Cutting, other forms of self-injury and putting oneself in danger are signs that should not be ignored. These behaviors may signal:

• An attempt to alter one’s mood

• A desperate plea for help or attention

• A way to express feelings of worthlessness

• A way to express or stop emotional pain

• A way to cope with pressure to be perfect

• A way to express the pain from past physical abuse

• A way to feel something when a person otherwise feels emotionally numb

• A way to equalize emotional pain with physical pain

• A sign of suicidal thoughts

Cutting is psychologically addictive behavior. It makes the person feel better while she’s hurting herself. Painful stimulation also releases endorphins, so there’s some degree of physical relief that results from cutting.

How to Help

A common myth is that talking about your problems will make you feel worse. Talking with supportive, caring friends and knowledgeable professionals is often a positive step, preferable to keeping the negative feelings bottled up. The negative feelings don’t go away by themselves. It’s important to encourage people who are suffering to get evaluated for depression.

The National Institute of Mental Health estimates that depression affects 17 million Americans a year. It’s also estimated that one in four women and one in eight men will experience depression in their lifetime. Clinical depression isn’t something to just sleep off or snap out of.

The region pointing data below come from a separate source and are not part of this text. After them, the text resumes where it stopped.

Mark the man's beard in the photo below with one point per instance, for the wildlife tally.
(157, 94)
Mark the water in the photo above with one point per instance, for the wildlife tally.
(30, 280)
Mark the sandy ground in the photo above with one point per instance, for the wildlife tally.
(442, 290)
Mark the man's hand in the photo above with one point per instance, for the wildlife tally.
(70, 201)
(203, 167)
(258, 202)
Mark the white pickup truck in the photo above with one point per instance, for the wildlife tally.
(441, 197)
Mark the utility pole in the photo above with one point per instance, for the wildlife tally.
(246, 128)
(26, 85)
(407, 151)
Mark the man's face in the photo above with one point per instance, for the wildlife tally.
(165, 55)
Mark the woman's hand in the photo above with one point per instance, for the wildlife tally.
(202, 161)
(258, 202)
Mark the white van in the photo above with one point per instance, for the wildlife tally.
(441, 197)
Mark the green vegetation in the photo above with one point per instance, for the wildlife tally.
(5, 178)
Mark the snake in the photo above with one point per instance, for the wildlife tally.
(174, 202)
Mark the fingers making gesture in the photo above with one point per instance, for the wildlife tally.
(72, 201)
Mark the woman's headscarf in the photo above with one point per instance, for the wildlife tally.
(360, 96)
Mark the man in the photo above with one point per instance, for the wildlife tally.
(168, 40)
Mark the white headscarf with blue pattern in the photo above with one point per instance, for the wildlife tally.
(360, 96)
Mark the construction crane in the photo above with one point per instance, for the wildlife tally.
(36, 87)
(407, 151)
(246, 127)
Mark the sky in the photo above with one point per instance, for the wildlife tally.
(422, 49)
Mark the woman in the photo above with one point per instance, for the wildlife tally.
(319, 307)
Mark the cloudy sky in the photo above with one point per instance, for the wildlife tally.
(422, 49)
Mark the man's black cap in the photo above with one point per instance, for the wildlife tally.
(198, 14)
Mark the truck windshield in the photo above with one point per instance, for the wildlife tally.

About 25 million people a year seek treatment for depression in the U.S. That’s about double what it used to be 15 years ago. The numbers are staggering, yet oftentimes, depression is missed as a diagnosis. When it is diagnosed, treatment for depression may include antidepressants and psychotherapy.

If you suspect that someone you care about is suffering from depression, do something about it. Get that person to a medical professional with a strong track record for treating patients with depression. You may be saving their life.